I’ve received many kind emails and phone calls asking how I am after crying off writing a column. I tried to answer them honestly. I was going downhill, basically, I said, but largely cheerful. To some I even ventured to say that the days were richer than any I’ve known. I’d had a wonderful summer. At last my life had begun in earnest. But when trying to describe, to kind enquiries, how I am getting on, there is always this uneasy feeling in the background:

“I sometimes hold it half a sin/ To put in words the grief I feel;/ For words, like Nature, half reveal/ And half conceal the Soul within…”

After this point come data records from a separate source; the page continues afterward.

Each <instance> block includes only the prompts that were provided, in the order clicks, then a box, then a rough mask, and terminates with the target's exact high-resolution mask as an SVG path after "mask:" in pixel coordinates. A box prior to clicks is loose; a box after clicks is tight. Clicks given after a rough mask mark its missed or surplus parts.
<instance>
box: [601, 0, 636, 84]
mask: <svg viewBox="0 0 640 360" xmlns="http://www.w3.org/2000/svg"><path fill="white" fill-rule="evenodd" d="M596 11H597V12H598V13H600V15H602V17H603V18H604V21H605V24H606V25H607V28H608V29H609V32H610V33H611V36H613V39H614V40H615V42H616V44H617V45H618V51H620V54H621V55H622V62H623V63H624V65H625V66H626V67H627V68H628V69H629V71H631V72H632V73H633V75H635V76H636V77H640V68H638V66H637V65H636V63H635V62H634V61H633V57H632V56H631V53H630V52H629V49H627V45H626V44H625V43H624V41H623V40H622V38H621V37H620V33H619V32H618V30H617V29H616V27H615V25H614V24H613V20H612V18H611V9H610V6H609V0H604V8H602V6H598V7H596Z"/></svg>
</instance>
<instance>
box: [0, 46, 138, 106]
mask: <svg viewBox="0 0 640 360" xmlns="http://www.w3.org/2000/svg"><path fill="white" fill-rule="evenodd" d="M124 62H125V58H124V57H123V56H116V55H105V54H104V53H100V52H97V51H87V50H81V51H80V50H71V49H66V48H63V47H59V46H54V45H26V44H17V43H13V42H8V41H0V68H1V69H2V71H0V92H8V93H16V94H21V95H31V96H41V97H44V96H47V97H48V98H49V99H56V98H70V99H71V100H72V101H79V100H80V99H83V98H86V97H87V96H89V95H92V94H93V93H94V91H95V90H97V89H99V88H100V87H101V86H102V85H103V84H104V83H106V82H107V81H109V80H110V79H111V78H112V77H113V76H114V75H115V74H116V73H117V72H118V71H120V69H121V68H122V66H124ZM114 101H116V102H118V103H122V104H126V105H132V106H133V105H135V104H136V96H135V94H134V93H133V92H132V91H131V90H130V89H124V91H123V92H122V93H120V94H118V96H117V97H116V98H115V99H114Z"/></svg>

Who wrote that? I forget. A long time ago I jotted it down unattributed. Whoever it was has perfectly described my ambivalence — maybe.

But the pain that day took the wind out of my sails. This wasn’t richness. This new thing was as pitiless as an experienced mafia hitman.

Poetry might have helped by lending perspective, only I couldn’t read. I could barely think straight. Exhaustion. Misery. For the first time, fear. I gobbled down my pop-gun analgesics. Then late in the evening — tring! A text message. Sister Maria Clara up at St. Joseph’s nunnery. Sister Maria Clara is the technical nun. In July I’d been accepted — after the sisters had met to discuss it — for a three-day retreat. When two of the nuns fell ill with Covid, they’d had to cancel. Three days ago I’d reapplied. Within the space of six weeks the idea of living with seven Benedictine nuns for a few days had altered from a light-hearted gamble to a necessity.

“Good night Jeremy! I’m sorry of the hour. Yes, you can came. The hôtellerie will be free from the September 13. It’s well for you? God bless you!”

Sister Maria Clara is the only nun of the seven I’ve met before. Her young face is radiant with the Holy Spirit. The days suddenly felt rich again. I accepted joyfully, adding: “Creo que voy cuesta abajo!” — I think I’m going downhill! The NCO’s lips tightened with fatherly tolerance.